Other germ-killing or germ-retarding chemicals routinely used in U.S. food production include nitrites and nitrates in processed meat (declared carcinogens by the World Health Organization in 2016), the parasiticide formalin legally used in shrimp production, and carbon monoxide to keep meat looking red in the grocery store no matter how old it really is. Many thought public revulsion at the ammonia puffs used to discourage E. Coli growth in the notorious beef-derived “pink slime” in 2012 forced the product into retirement. But the manufacturer is fighting back aggressively.

Antibiotics—the least of unlabeled animal drugs

According to the Center for Food Safety, Animal Pharma uses over 450 animal drugs, drug combinations and other feed additives “to promote growth of the animals and to suppress the negative effects that heavily-concentrated confinement has on farm animals.”

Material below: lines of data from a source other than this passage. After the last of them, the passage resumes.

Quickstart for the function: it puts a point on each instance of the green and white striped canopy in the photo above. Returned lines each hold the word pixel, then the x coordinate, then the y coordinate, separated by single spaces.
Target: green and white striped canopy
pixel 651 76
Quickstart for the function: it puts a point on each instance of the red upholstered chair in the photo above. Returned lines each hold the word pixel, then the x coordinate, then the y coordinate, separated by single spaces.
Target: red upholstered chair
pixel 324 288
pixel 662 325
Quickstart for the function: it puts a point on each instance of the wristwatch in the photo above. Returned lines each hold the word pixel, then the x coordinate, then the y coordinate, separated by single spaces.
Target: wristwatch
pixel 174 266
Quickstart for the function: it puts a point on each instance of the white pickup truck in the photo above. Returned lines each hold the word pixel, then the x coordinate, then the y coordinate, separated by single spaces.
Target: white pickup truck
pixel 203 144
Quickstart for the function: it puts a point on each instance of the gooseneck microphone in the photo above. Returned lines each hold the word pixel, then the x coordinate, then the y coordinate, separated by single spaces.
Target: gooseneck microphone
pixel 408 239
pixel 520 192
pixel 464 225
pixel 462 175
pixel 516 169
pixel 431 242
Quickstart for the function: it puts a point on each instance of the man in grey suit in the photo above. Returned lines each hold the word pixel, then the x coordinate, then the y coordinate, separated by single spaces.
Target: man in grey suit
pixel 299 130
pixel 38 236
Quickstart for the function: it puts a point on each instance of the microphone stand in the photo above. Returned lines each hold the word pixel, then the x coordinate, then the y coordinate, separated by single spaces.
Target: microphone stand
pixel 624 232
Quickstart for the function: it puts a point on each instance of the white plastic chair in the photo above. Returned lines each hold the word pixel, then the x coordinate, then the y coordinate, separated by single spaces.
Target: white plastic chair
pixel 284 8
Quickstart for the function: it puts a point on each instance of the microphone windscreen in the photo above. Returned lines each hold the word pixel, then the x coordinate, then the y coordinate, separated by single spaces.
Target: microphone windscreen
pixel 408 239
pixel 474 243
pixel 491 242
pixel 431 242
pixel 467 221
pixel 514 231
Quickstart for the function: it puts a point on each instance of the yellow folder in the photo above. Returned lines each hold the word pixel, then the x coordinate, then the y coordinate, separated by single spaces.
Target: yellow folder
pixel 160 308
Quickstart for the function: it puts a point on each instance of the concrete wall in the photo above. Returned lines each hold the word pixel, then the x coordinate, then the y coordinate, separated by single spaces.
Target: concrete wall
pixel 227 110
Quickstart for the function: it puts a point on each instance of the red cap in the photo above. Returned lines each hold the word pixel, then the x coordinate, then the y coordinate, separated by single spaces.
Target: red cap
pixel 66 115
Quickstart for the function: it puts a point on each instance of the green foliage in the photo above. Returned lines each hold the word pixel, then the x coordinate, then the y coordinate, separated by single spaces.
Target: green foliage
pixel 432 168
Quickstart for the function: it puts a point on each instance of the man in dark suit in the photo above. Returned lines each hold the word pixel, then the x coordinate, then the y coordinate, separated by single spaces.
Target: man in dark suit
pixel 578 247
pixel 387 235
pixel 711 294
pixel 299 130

The revelations about Sanderson Farms should come as no surprise given that despite new antibiotic regulations rolled out in 2013, and even more recently, antibiotic use in farm operations is on the rise. Sanderson Farms revelations are no surprise.

Last year I asked Senior Staff Scientist at Consumers Union Michael Hansen how the 2013 FDA guidance asking Pharma to voluntarily restrict livestock antibiotics by changing the approved uses language on labels was working out. Dr. Hansen told me “growth production” had been removed from labels but the drugs are still routinely used for the new indication of “disease prevention.”

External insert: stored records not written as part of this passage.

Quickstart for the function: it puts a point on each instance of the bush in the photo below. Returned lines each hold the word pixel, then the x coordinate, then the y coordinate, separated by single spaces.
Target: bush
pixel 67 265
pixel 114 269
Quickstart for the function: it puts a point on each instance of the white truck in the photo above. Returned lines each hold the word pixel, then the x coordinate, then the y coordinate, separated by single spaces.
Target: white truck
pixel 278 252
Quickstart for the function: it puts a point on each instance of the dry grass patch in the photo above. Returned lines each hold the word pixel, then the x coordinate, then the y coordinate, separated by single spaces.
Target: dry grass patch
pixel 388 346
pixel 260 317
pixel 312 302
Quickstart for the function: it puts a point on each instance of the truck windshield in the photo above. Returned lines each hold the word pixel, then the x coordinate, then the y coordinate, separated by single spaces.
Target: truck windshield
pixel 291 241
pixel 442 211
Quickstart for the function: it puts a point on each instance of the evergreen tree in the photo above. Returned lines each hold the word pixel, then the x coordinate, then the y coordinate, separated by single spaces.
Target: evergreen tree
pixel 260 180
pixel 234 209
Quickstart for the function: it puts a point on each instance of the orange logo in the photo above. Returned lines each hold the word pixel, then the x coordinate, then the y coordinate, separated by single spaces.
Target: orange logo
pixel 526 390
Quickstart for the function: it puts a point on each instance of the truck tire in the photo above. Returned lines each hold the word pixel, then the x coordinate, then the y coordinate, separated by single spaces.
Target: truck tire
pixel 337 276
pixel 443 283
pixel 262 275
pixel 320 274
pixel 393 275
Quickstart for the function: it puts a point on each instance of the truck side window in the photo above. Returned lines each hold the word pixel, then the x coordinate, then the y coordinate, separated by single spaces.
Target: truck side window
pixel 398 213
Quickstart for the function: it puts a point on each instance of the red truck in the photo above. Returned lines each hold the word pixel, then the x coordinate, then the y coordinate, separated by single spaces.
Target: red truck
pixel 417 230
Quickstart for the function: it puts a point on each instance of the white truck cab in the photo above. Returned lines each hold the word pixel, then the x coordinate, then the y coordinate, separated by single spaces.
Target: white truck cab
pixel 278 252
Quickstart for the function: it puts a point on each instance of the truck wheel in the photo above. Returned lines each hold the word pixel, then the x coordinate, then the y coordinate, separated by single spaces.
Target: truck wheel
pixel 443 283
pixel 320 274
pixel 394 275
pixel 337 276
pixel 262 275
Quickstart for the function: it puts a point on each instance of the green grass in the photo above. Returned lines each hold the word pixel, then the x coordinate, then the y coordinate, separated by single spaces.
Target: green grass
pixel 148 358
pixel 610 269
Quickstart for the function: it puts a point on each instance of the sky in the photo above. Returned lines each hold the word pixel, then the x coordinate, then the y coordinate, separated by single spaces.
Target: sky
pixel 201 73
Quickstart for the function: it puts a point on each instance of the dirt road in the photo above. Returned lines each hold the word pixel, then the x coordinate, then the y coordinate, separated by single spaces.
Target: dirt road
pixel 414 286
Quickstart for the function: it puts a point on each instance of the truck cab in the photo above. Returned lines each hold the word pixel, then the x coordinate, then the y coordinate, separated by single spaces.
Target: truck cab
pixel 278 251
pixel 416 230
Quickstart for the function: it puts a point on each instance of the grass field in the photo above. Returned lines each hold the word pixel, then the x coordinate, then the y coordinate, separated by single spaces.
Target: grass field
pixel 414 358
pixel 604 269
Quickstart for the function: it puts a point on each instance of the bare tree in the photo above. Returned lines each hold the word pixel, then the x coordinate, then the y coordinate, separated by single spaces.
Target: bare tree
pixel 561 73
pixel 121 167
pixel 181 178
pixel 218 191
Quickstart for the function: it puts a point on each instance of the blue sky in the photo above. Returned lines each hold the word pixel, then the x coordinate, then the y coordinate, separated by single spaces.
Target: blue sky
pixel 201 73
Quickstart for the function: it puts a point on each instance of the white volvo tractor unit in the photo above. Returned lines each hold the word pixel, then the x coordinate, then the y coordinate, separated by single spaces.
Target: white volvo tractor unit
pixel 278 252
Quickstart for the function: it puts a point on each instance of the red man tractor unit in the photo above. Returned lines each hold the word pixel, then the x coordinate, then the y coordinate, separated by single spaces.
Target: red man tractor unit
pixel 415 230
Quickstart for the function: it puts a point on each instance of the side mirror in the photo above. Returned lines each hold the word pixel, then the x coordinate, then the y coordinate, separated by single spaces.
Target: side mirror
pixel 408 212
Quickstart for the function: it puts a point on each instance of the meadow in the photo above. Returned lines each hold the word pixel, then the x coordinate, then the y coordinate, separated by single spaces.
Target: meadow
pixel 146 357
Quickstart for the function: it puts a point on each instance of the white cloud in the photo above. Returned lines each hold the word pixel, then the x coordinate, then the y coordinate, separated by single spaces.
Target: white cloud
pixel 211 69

After the guidance was published, a Reuters investigation found Tyson Foods, Pilgrim’s Pride, Perdue Farms, George’s and Koch Foods using antibiotics “more pervasively than regulators realize.” Pilgrim’s Pride’s feed mill records show the antibiotics bacitracin and monensin are added “to every ration fed to a flock grown early this year.” (Pilgrim’s Pride threatened legal action against Reuters for its finding.) Also caught red-handed using antibiotics, despite denying it on their website, was Koch Foods, a supplier to Kentucky Fried Chicken restaurants. Koch’s Chief Finanical Officer, Mark Kaminsky, reportedly said that he regretted the wording on the website.

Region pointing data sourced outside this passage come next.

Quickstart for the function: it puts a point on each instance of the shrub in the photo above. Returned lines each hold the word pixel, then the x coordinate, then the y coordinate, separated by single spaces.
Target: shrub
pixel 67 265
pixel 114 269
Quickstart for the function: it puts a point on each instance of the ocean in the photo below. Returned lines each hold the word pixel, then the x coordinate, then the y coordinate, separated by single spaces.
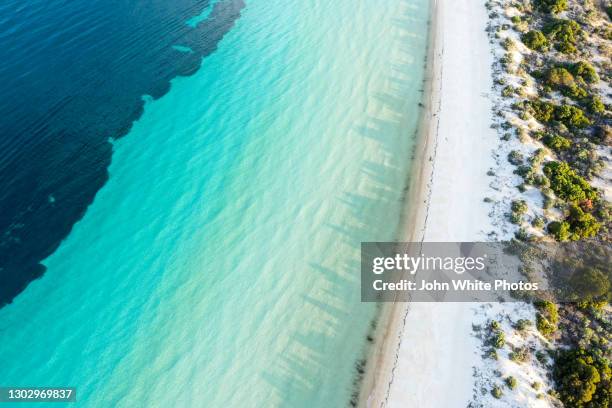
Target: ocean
pixel 185 187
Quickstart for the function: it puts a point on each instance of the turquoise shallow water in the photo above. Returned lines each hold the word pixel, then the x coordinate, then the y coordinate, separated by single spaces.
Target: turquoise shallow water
pixel 219 265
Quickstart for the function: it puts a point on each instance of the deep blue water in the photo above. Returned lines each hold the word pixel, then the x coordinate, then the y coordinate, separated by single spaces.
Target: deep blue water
pixel 73 77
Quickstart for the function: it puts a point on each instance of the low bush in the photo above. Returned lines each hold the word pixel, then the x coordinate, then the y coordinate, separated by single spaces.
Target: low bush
pixel 584 70
pixel 557 143
pixel 551 6
pixel 571 116
pixel 564 34
pixel 519 355
pixel 583 378
pixel 511 382
pixel 515 157
pixel 566 184
pixel 596 105
pixel 536 40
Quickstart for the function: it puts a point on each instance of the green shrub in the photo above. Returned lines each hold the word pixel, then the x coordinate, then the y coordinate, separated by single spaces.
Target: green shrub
pixel 541 110
pixel 596 105
pixel 494 325
pixel 535 40
pixel 582 378
pixel 547 317
pixel 544 326
pixel 538 222
pixel 511 382
pixel 508 91
pixel 566 184
pixel 551 6
pixel 574 92
pixel 498 339
pixel 564 34
pixel 582 224
pixel 519 206
pixel 571 116
pixel 519 355
pixel 557 142
pixel 522 324
pixel 515 157
pixel 560 230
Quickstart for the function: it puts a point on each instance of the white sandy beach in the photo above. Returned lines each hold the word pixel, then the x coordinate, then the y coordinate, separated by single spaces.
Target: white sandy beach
pixel 433 364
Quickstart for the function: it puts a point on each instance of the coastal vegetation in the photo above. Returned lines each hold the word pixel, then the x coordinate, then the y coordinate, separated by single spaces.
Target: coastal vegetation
pixel 552 72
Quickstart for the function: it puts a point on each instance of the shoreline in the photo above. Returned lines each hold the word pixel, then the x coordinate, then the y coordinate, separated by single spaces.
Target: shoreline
pixel 383 355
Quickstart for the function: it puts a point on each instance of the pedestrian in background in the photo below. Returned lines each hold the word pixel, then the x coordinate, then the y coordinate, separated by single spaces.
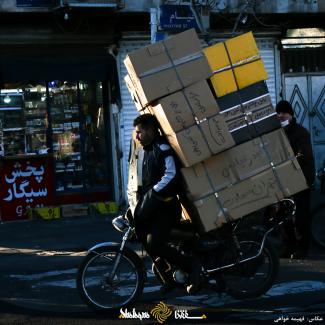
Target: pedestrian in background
pixel 299 138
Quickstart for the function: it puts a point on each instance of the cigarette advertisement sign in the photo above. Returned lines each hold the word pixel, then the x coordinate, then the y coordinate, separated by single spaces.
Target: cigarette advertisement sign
pixel 24 184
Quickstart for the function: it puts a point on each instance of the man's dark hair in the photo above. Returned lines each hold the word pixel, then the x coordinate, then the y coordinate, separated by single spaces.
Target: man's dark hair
pixel 146 120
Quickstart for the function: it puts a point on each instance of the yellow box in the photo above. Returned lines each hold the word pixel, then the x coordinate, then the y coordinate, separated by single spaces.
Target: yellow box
pixel 223 83
pixel 248 74
pixel 217 56
pixel 47 213
pixel 242 48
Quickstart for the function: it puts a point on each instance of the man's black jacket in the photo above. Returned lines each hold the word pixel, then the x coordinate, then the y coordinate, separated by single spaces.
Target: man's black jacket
pixel 299 139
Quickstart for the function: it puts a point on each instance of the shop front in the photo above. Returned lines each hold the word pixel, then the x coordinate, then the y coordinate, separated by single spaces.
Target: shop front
pixel 55 134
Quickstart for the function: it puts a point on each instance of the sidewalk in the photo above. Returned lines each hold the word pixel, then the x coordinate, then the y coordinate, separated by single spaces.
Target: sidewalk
pixel 64 234
pixel 73 234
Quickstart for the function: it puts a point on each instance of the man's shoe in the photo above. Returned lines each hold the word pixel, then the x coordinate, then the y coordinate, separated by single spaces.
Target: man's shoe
pixel 299 254
pixel 195 278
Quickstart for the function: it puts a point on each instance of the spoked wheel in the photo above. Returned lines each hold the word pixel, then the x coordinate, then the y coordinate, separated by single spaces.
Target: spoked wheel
pixel 255 277
pixel 318 225
pixel 103 290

But antibiotics are the least of the unlabeled drugs and chemicals lurking in meat. According to the Associated Press, U.S. chickens continue to be fed with inorganic arsenic to produce quicker weight gain with less food (the same reason antibiotics are given) despite some public outcry a few years ago. Arsenic is also given to turkeys, hogs and chickens for enhanced color. Such use “contribute[s] to arsenic exposure in the U.S. population,” says according to research in Environmental  Health Perspectives.

The appealing pink color of farmed salmon is also achieved with the chemicals astaxanthin and canthaxanthin. In the wild, salmon eat crustaceans and algae which make them pink; on farms they are an unappetizing and unmarketable gray.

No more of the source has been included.